Dien Mij naar Mijn Woord!
HET.TWEEDE GEBOD
(5)
Er zijn vele valse gods-beelden in omloop. Vorige keer hebben we er enkele gesignaleerd. Nu is het onmogelijk een catalogus van verkeerde gods-voorstelling op te maken. Hun getal is legio. In het algemeen kan worden gezegd, dat iedere milimeter dat we ons verwijderen van het zuivere en volle Woord ons de caricaturen en vertekeningen nabij brengt. Het bijbels getuigenis wordt maar al te vaak scheef getrokken, gefilterd en gezeefd. Wie een uitspraak als 'God is liefde' uit zijn bijbelse verbanden rukt, kan terecht komen bij een lievige sinter-klaas god die zijn bedreigingen niet werkelijk meent. Gaan we de woorden die van Gods eeuwige verkiezing spreken isoleren en abstraheren, dan schetsen we een god die zijn roepstemmen doet uitgaan met intussen een slag om zijn arm, een god die zijn liefde doet verkondigen met een ondoorgrondelijk voorbehoud. Er is is een god van het exclusivisme, onder andere door Jona gediend toen deze niet op zijn plaats was. De dienst van deze god doet minachtend neerzien op de buitenstaanders, op 'de schare die de wet niet kent', oo dc grauwe massa die, als een kudde zwijnen de parels van het evangelie toch maar zou vertrappen. Maar er is ook de god van het inclusivisme, in wiens naam den volke wordt kond gedaan dat alle religieuze wegen leiden naar Rome, of liever gezegd naar het nieuwe Jeruzalem. Sommigen hebben blijkbaar een god zonder ogen. Ze schrikken er namelijk niet voor terug heimelijk kwaad te doen, terwijl ze dat in het openbaar voor het oog van de mensen niet zouden durven, Anderen houden er een god zonder oren op na. Vandaar dat ze het gebed zo goed als helemaal achterwege laten. Weer anderen lopen als zich moeilijkheden voor doen zó onrustig heen en weer dat ze daarmee blijk geven dat de god die ze belijden geen handen heeft. Ze verwachten immers de hulp en uitkomst niet van hem?

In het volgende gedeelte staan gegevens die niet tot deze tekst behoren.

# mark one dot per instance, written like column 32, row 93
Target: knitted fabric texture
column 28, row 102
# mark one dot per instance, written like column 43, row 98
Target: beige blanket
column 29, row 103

Ook de garantie-god wordt volop gediend. Houdt hem te vriend en hij zal zorgen dat het u goed gaat in de wereld. Familie van hem is de noodrem-god, de eerste-hulp-bijongelukken-god, die als laatste redmiddel achter de hand wordt gehouden en van wie wordt verwacht dat hij in noodgevallen voor ons klaar zal staan. Een valse voorstelling is ook die van het deïsme — een god die zich heeft teruggetrokken in storeloze rust, die zich met de wereld niet meer inlaat en van wie gezegd kan worden: 'hij doet geen goed en hij doet geen kwaad'.
Is God het Opperwezen?
De vraag of ook het spreken over God als 'het Opperwezen', 'het Albestuur', 'het hoogste Zijn' en dergelijke niet op zijn minst onzuiver moet worden genoemd in het licht van het tweede gebod, is onontkoombaar. Ook al nemen we dergelijke aanduidingen nog al eens op de lippen bij het zingen uit de psalmberijming van 1773 (die hoe voortreffelijk ook op vele punten, op andere toch zeker herziening behoeft). Wat is de achtergrond van dit spreken? Dat is in feite een filosofische. Men gaat er dan vanuit: telkens wanneer in de bijbel gesproken wordt van Gods hart, oog, ingewanden, handen enzovoorts, is dat beeldspraak. Het gaat dan om zogenaamde anthropomorfe uitdrukkingen, mensvormige voorstellingen. Maar — zo voegt men er dan aan toe — in werkelijkheid is God natuurlijk niet zo.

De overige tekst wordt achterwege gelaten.